Lesson 1: Recognizing and Acknowledging Anger

It is the mind that makes the body. —Sojourner Truth

As part of my new year’s resolution, I had decided to learn to control my anger and in turn, started to look out for ways to approach it: through reading, finding a meditation class, and taking time out from work. I’ve recognized that my anger comes from a direct contact with stupidity, ignorance, laziness, and inappropriate behavior. But we all know that these behavior exist and cannot be avoided.

Instead, we have to learn it. We have to recognize it, acknowledge it, and somehow incorporate it into our lives. The more we resist, the more we hurt.

My mother used to tell me, “don’t want for much because when you don’t get it, you’ll be sad.”

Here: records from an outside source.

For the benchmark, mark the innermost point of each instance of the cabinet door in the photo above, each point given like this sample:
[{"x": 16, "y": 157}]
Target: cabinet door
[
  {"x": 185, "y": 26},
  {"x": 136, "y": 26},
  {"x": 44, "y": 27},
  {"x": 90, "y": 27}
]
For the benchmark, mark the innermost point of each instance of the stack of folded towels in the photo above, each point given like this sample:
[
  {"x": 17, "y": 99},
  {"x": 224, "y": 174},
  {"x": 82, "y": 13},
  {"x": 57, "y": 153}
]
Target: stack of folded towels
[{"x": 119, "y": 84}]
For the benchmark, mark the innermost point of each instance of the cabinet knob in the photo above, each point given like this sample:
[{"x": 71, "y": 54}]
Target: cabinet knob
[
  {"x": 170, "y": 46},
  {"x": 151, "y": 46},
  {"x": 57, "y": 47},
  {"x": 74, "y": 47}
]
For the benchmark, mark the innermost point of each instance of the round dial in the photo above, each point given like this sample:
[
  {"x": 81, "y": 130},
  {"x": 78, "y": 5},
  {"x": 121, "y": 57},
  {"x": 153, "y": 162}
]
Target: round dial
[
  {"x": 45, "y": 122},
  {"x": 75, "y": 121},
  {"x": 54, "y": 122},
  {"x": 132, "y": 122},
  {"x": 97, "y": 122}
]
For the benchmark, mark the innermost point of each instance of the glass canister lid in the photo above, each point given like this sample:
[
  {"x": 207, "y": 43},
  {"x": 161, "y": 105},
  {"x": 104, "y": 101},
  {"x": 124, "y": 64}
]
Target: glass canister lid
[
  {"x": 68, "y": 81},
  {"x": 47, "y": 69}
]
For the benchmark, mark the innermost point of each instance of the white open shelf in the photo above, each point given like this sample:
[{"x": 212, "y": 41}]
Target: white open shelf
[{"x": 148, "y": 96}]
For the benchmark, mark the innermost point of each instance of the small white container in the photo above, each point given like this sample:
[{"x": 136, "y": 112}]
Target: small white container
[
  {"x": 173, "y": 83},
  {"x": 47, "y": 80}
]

It’s hard being human when we want so much. We want new shoes, new clothes. We want love, happiness, and a good job. We want this and that and this and that. But is it really something we need in order to survive?

Understanding the moment you get angry is important. I learn that want and expectation on people leads me to my anger and eventually unhappiness.

During meditation class, our teacher pointed out, our minds are constantly running. But when you start to feel something bad or something good, don’t avoid it. Instead, face it. Facing those feelings and questioning the feelings helps you understand it.

For example, every time my coworker asks me a work question about “how does this work?”, I think, “did you read my documentation or are you too lazy to read it?” This makes me angry. Why?

It makes me angry because I feel like the work I shared is not being implemented or used resourcefully.

Instead of reacting with an angry question, I should take a step back. I understand that these things make me angry. What should I do? Don’t shove it aside. Accept that these questions make you angry. Acknowledge his stupidity. It’s okay to be upset. It’s ok to be angry.

It’s about responding consciously and mindfully and not reacting immediately.

When anger comes, your emotion goes on high alert and your body’s instinct is to react or retaliate. But now that I’m seeing immediate response isn’t always the best choice.

So my goal is to start to recognize when I get angry and acknowledge, hey, that feeling is back. I want to continue to the next step in controlling my anger by investigating those feelings.